Pada saat itu, Misa sudah dirayakan, atas permintaan umat beriman, untuk suatu maksud tertentu, meskipun tidak disertai dengan hadiah. Kemudian, berkembanglah kebiasaan mempersembahkan sedekah untuk perayaan Misa dan memberikan hadiah kepada imam atau Gereja. Praktik ini merupakan preseden dari persembahan untuk perayaan Misa. Sejak akhir abad ke-10, hadiah peringatan ditawarkan untuk meminta perayaan Misa dengan maksud tertentu. Pada periode yang sama, yayasan-yayasan didirikan.
Mengenai penerapan dalam kaitannya dengan persembahan yang telah diterima, dalam pengertian di atas, larangan untuk menerapkan satu Misa untuk beberapa niat, di mana beberapa persembahan telah diterima, telah berulang kali diungkapkan.

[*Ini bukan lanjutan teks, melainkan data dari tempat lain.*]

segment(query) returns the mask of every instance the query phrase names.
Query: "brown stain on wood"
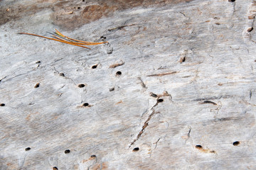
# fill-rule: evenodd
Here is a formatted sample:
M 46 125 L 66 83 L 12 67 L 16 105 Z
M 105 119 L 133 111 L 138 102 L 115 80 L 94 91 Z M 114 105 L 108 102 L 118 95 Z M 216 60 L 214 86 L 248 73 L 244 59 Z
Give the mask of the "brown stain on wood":
M 37 0 L 33 4 L 6 3 L 0 7 L 0 25 L 23 17 L 33 16 L 46 9 L 53 10 L 51 20 L 63 30 L 73 30 L 85 23 L 114 15 L 116 11 L 135 7 L 161 7 L 166 5 L 188 3 L 193 0 Z

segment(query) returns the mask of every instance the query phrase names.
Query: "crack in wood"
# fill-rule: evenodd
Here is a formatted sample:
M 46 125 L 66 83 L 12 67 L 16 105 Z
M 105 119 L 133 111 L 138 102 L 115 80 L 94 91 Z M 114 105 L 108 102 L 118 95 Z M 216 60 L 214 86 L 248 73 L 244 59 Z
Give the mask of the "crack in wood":
M 145 84 L 143 82 L 143 80 L 142 79 L 142 77 L 140 77 L 140 76 L 138 77 L 138 79 L 140 80 L 142 86 L 143 88 L 146 89 L 146 86 Z
M 142 133 L 144 132 L 144 130 L 146 129 L 146 128 L 149 125 L 149 122 L 151 119 L 152 116 L 155 113 L 159 113 L 159 112 L 155 112 L 154 109 L 153 108 L 156 105 L 157 105 L 157 103 L 152 107 L 152 108 L 151 108 L 152 113 L 149 115 L 149 118 L 144 122 L 144 125 L 142 126 L 142 130 L 139 132 L 139 134 L 137 135 L 136 139 L 134 140 L 134 141 L 130 144 L 129 147 L 130 147 L 132 144 L 134 144 L 135 143 L 136 141 L 137 141 L 139 139 L 139 137 L 142 136 Z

Praktik ini, dan juga tidak menggunakan satu Misa untuk satu persembahan yang telah diterima, telah dinilai bertentangan dengan keadilan, seperti yang telah berulang kali dinyatakan dalam dokumen-dokumen gerejawi [4].
Yang tidak kalah terlarangnya adalah penggantian aplikasi yang dijanjikan dalam Misa dengan hanya “niat doa” selama perayaan Sabda atau dengan penyebutan sederhana pada saat-saat tertentu dalam perayaan Ekaristi.
Disiplin Gereja dalam hal ini, bahkan yang berasal dari wacana-wacana teologis murni, jelas diilhami oleh dua urutan pertimbangan: keadilan terhadap para pembawa persembahan, yaitu pemeliharaan sabda yang diberikan kepada para pembawa persembahan, dan kewajiban untuk menghindari bahkan kesan “memperjualbelikan” benda-benda suci (Bdk. kanon 947; 945 § 2 CIC).
Namun, belakangan ini, muncul situasi dan permintaan yang menyarankan untuk mengadaptasi detail-detail tertentu dari disiplin ini, menciptakan pengecualian terhadap hukum universal, tepatnya untuk melindungi semua yang esensial.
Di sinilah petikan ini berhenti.